Serious question: who are the people in the illustrations they used in the paper?[1] Are they Facebook/Instagram users? Did the authors ask permission to use their photos for an arXiv publication? Including their kids? Meta researchers really should be answering questions like this before they are asked - but these authors didn't even include an impact statement!

https://arxiv.org/abs/2408.12569

euroderf · 2024-08-25T12:56:37 1724590597

At some point in the near future, Facebook will use your accumulated posting & commenting history to sell you an A.I. form of yourself that can chat with people AND keep you on teh interwebz well past your death.

HeatrayEnjoyer · 2024-08-25T04:22:04 1724559724

Even more strange, Facebook a few years ago discontinued face tagging and deleted their database.

kridsdale1 · 2024-08-28T15:57:45 1724860665

That’s only a mapping of face-hash to username.

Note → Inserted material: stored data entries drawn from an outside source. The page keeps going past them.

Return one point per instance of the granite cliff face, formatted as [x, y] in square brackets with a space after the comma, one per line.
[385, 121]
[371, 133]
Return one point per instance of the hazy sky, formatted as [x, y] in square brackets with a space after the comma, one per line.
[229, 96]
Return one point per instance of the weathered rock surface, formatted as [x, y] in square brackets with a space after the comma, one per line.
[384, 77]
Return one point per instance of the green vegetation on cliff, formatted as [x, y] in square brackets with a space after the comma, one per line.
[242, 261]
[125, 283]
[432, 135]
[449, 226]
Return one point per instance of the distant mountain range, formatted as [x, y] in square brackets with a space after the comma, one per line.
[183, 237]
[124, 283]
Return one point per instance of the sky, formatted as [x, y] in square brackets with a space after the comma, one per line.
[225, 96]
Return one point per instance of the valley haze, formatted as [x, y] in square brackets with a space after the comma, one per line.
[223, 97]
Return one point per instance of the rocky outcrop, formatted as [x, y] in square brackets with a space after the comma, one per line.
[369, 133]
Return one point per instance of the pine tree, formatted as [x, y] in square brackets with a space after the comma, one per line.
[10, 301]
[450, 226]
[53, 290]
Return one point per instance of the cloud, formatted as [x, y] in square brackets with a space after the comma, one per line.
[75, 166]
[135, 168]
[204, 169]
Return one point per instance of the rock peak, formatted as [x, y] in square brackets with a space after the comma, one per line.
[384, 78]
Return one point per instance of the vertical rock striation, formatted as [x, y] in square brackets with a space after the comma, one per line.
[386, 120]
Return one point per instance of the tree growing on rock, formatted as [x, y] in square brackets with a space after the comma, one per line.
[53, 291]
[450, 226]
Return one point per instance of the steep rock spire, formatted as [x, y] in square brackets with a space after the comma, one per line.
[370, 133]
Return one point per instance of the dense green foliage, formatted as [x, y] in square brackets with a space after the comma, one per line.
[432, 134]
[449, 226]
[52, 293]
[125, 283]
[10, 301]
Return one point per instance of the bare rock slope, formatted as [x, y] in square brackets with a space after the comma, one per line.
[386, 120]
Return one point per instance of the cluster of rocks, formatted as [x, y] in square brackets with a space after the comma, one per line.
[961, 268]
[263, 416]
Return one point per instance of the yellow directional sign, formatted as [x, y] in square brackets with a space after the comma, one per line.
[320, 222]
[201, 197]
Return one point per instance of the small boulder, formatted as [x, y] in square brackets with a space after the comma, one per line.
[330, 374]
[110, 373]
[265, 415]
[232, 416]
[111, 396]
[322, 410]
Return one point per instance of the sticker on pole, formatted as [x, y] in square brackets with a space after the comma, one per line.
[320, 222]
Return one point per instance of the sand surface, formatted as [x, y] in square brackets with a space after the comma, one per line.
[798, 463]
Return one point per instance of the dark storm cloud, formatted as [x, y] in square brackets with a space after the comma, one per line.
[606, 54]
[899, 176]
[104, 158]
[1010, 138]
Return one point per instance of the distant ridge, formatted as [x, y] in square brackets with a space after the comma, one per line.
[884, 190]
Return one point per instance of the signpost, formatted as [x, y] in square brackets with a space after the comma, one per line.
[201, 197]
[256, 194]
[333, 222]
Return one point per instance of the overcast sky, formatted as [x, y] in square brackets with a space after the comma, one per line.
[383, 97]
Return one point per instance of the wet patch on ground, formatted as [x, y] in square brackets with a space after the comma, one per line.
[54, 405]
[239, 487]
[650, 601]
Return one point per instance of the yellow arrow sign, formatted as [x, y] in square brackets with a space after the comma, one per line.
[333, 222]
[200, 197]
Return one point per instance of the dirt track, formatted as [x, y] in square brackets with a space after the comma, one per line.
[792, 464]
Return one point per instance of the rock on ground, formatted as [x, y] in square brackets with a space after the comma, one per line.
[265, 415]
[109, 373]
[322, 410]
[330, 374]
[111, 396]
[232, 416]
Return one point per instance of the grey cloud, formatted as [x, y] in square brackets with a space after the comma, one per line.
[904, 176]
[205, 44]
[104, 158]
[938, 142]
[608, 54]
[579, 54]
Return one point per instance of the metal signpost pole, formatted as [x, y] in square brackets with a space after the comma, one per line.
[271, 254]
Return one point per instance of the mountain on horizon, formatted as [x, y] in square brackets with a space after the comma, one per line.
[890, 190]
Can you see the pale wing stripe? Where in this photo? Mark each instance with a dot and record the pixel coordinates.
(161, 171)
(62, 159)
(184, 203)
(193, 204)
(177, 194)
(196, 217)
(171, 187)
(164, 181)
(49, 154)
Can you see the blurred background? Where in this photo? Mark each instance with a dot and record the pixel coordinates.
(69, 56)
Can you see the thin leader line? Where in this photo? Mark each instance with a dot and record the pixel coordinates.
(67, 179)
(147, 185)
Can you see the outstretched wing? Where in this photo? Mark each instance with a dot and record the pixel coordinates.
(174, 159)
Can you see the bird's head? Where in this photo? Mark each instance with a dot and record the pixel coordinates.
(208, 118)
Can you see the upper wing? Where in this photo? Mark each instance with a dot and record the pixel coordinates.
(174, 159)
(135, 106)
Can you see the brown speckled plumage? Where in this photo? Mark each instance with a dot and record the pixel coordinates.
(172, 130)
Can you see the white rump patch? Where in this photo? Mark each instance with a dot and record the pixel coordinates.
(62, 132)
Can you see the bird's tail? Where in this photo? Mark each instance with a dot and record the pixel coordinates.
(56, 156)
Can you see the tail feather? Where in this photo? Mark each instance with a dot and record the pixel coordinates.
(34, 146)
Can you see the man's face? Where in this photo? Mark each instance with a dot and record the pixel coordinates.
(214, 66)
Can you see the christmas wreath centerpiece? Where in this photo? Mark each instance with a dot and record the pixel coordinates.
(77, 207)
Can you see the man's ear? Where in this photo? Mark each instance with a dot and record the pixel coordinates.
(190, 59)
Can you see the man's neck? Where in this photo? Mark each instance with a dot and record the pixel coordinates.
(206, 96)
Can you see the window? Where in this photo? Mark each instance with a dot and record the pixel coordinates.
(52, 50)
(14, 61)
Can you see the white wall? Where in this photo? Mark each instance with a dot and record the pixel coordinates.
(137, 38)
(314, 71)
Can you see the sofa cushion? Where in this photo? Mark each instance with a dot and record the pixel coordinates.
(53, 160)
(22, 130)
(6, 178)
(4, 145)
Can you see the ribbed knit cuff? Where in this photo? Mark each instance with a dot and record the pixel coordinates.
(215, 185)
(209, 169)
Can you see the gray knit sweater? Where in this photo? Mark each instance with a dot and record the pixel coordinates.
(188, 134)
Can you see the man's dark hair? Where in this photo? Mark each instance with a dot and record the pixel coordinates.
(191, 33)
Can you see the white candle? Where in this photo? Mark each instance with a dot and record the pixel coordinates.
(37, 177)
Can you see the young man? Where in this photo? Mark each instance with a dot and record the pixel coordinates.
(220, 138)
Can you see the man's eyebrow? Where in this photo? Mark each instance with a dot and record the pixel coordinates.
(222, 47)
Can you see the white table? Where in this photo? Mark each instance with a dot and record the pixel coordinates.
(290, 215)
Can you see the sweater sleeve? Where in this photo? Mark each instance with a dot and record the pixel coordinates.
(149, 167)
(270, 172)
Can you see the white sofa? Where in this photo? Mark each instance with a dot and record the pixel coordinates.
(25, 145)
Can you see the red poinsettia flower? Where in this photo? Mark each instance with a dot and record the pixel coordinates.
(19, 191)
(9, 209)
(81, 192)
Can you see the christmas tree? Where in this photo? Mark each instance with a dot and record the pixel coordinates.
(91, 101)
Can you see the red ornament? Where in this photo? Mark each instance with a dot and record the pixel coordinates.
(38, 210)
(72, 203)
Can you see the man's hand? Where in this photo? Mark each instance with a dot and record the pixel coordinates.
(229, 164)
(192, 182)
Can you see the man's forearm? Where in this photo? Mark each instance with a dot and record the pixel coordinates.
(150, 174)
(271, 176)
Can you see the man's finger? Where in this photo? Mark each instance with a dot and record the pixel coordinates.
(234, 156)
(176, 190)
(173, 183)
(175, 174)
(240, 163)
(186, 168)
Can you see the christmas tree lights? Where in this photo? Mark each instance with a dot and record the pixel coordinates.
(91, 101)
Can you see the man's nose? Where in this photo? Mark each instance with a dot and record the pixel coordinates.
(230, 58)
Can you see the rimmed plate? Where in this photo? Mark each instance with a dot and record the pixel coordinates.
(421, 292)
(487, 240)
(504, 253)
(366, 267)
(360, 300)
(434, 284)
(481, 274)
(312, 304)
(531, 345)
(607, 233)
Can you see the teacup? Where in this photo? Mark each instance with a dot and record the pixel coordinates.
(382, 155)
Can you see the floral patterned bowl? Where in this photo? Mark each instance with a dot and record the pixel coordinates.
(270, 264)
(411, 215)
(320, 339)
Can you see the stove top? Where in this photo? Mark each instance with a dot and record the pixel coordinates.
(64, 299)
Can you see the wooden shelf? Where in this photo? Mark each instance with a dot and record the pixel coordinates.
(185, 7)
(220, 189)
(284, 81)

notjoemama · 2024-08-25T00:38:39 1724546319

At one point, well before Facebook was 'Facebook' in modern parlance, I posted a photo of a potato on my timeline knowing that somewhere in their object graph, I == potato. I'm certain my potatodentity isn't in this dataset, but one can hope that joke eventually lands.

alganet · 2024-08-25T15:19:56 1724599196

Sounds like something turned you into a thing. It happens so often.

vessenes · 2024-08-24T20:13:20 1724530400

Um, this looks really, really good.

Yo @yoknapthawa, can this be finetuned on an M3 chip? How much RAM is needed? What are the current low hanging fruit-type tasks you think the community could go at? What's latency like? I didn't see anything on the page / in the paper / github about speeds.

I'm also curious about the classes you use for the segmentation task -- do you have a list of them somewhere?

Finally, your generalization results are all on photorealistic images, did you do any looking at paintings / animation / other? I'm curious how broadly the generalization goes.

As always, thank you for opening the weights.

malshe · 2024-08-25T16:29:39 1724603379

I second the request for more information like the list of classes with code example.

Dig1t · 2024-08-28T21:28:09 1724880489

Anyone know how feasible it would be to use this for doing mocap for a game?